It sounds like melodrama, but in Ibsen’s hands it is much more than that. Even from today’s perspective it’s possible to realize just how scandalizing Ghosts must have been to audiences when first produced. For it’s not just that illegitimacy, syphilis, infidelity and incest are all mentioned here; it’s that Ibsen’s scathing viewpoint condemns these and similar evils as inevitable byproducts of the “dead” ideals and social conventions that place hypocrisy above honesty. Audiences at the Banyan may be surprised by how much humor (albeit of a bitter, satiric nature) there is to be had in Ghosts.

 

The most obvious example of that is displayed in the character of Pastor Manders, of course, and Thomasson makes a fine fool of him (although not one completely without sympathy) as his pompous pronouncements about duty turn to ashes before his eyes when the truth about the Alvings’ marriage becomes clear.
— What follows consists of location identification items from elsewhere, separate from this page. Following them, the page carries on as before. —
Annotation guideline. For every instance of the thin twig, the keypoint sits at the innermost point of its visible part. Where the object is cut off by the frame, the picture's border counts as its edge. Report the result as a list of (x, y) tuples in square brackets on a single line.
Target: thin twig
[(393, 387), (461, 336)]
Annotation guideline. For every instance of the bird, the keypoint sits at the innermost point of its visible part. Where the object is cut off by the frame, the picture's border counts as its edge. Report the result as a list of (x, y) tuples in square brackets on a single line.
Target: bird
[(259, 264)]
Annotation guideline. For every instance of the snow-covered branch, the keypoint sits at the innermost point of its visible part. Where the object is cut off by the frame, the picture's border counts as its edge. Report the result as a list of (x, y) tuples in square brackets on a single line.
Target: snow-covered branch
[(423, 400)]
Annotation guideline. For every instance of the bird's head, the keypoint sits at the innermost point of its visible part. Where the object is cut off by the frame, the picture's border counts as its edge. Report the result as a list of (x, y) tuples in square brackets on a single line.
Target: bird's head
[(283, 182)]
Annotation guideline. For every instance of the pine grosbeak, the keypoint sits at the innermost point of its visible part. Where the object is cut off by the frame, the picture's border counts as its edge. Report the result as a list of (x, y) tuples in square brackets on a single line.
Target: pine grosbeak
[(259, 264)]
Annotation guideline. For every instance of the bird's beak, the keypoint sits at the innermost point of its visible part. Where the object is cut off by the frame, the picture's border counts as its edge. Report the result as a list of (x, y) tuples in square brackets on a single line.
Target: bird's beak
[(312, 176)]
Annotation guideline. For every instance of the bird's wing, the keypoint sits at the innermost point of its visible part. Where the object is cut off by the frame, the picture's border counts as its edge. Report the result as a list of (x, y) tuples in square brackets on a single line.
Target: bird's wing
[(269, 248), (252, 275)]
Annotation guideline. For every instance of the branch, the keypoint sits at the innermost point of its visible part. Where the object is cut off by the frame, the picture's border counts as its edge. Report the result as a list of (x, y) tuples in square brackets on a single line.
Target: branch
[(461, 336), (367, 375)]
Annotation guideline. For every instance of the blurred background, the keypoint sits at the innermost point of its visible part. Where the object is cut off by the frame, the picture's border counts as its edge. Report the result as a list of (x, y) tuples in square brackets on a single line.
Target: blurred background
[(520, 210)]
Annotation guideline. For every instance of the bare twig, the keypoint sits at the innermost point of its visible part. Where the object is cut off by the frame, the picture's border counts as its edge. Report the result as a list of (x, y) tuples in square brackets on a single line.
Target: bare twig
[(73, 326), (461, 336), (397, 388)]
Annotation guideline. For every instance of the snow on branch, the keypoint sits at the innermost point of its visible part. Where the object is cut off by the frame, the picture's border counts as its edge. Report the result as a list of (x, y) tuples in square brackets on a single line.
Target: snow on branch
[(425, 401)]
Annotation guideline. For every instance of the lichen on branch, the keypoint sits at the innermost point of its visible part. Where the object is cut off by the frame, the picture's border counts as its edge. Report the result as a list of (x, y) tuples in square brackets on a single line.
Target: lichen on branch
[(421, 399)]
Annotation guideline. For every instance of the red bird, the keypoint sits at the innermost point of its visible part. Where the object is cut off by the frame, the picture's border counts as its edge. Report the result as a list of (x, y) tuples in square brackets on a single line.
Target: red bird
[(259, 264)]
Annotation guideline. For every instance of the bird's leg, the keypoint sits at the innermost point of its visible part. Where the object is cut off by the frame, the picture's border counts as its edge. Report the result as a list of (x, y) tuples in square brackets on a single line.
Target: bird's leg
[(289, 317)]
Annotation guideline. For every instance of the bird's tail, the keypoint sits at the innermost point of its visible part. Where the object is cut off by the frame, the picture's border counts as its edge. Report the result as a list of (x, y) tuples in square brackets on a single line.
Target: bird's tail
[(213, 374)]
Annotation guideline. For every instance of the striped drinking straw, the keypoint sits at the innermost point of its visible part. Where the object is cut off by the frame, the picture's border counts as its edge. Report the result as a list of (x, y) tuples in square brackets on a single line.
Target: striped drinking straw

But there’s also ample comedy in Jakob, memorably portrayed by Pachosa as a smarmy bootlicker who nevertheless turns out to be far cleverer than Manders when it comes to a moneymaking scheme.

 

Although she stumbled occasionally over a line on opening night, Peterson (who gave a fine performance in the Banyan’s The Beauty Queen of Leenane last season) was firm in her characterization and ran the gamut from Mrs. Alving’s hard-won resignation to panic and horror as Osvald’s plight drives her to desperation and a powerful final scene. She and Woods make a convincing mother-son pair. And while Porro’s Regina may not be quite as buxom as we imagine her to be from others’ dialogue, she’s effective in proving to be the true daughter of both of her fathers.